First Rites: Innovative Undergraduate Research in Anthropology

Abstract: Undergraduate students are an increasingly important element in the production of anthropological knowledge. In its best form, undergraduate research can be seen as an apprenticeship, wherein the novitiate is granted a partnership and some degree of agency in pushing the boundaries of and crossing into new frontiers of shared knowledge. Collaboration with undergraduate students in research is one of the important ways we can facilitate innovation within our discipline. Their research breaks down classroom/research boundaries, focuses on the importance of experiential learning, and exploits the naiveté and vigor of students not yet indoctrinated into paradigmatic complacency. Undergraduate students can be agents and partners in reshaping the landscape of anthropology. The importance of undergraduate research and scholarly activity is underscored both in financial support by federal-level agencies, such as the National Science Foundation, National Endowment for the Humanities, and the National Institutes of Health, and the growing number of faculty-student collaborations in anthropology departments across the globe. Through their engagement, undergraduate students challenge current boundaries and present their findings in the inter-disciplinary medium of visual posters to enrich anthropological inquiry into the human experience.
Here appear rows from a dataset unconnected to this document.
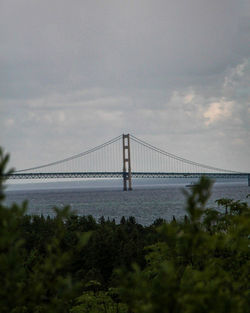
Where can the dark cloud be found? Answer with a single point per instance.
(173, 72)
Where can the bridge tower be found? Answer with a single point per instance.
(126, 163)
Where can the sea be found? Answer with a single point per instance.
(149, 200)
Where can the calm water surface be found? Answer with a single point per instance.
(146, 202)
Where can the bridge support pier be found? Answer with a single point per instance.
(127, 180)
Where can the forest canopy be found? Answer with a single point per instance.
(76, 264)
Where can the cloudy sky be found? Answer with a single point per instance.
(76, 73)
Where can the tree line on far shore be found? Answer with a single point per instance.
(76, 264)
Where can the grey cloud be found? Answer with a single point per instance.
(75, 73)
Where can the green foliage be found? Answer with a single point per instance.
(200, 265)
(95, 300)
(68, 263)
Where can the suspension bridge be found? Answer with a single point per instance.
(128, 157)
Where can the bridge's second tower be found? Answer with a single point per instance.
(126, 163)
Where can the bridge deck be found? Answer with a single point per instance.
(121, 174)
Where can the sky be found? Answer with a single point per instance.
(74, 74)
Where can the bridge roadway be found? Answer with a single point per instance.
(121, 174)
Students are especially encouraged to present on topics that link to this year’s theme of “Resistance, Resilience, Adaptation” to explore the pressing issues facing our discipline and our world and to demonstrate how a focus on change can be a positive force for groundbreaking anthropological research, new forms of cultural understanding, scientific awareness, and global empathy.
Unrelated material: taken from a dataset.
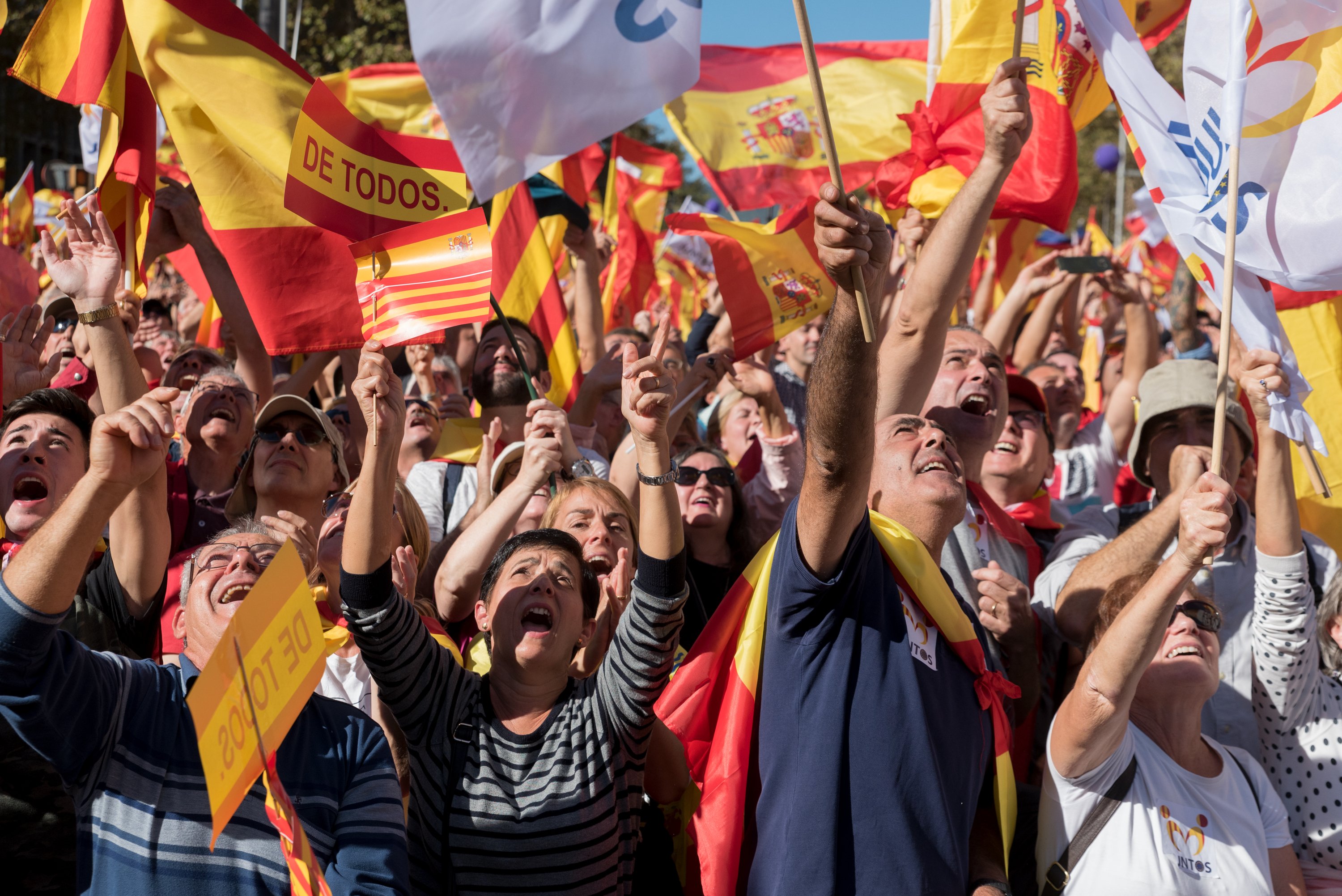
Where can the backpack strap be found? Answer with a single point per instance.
(1061, 872)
This session is generously sponsored by the Society for Visual Anthropology. Students are encouraged to highlight both their work and their visual acumen via research posters of their projects. The SVA will evaluate all entries in this session and recognize exemplary posters – that is, those that maximize the possibilities of the format – with a prize.

Interested students must

(1) Become a student member of the AAA, if they are not already.

http://www.americananthro.org/ConnectWithAAA/Landing.aspx?ItemNumber=20711&navItemNumber=587

(Note the many student options at the bottom of this page.)

(2) Register for the conference

http://www.americananthro.org/AttendEvents/Content.aspx?ItemNumber=1697&navItemNumber=695

(3) Upload poster title and abstract by April 14 (this will give us time to make sure the session is sorted before the general deadline of April 16 at 2 pm EST).

(4) Send the following info to: drotman@nd.edu

Student name(s)
Institutional Affiliation
Email contact(s)
Poster title

This is a great professional development opportunity for undergraduates. We look forward to seeing your poster!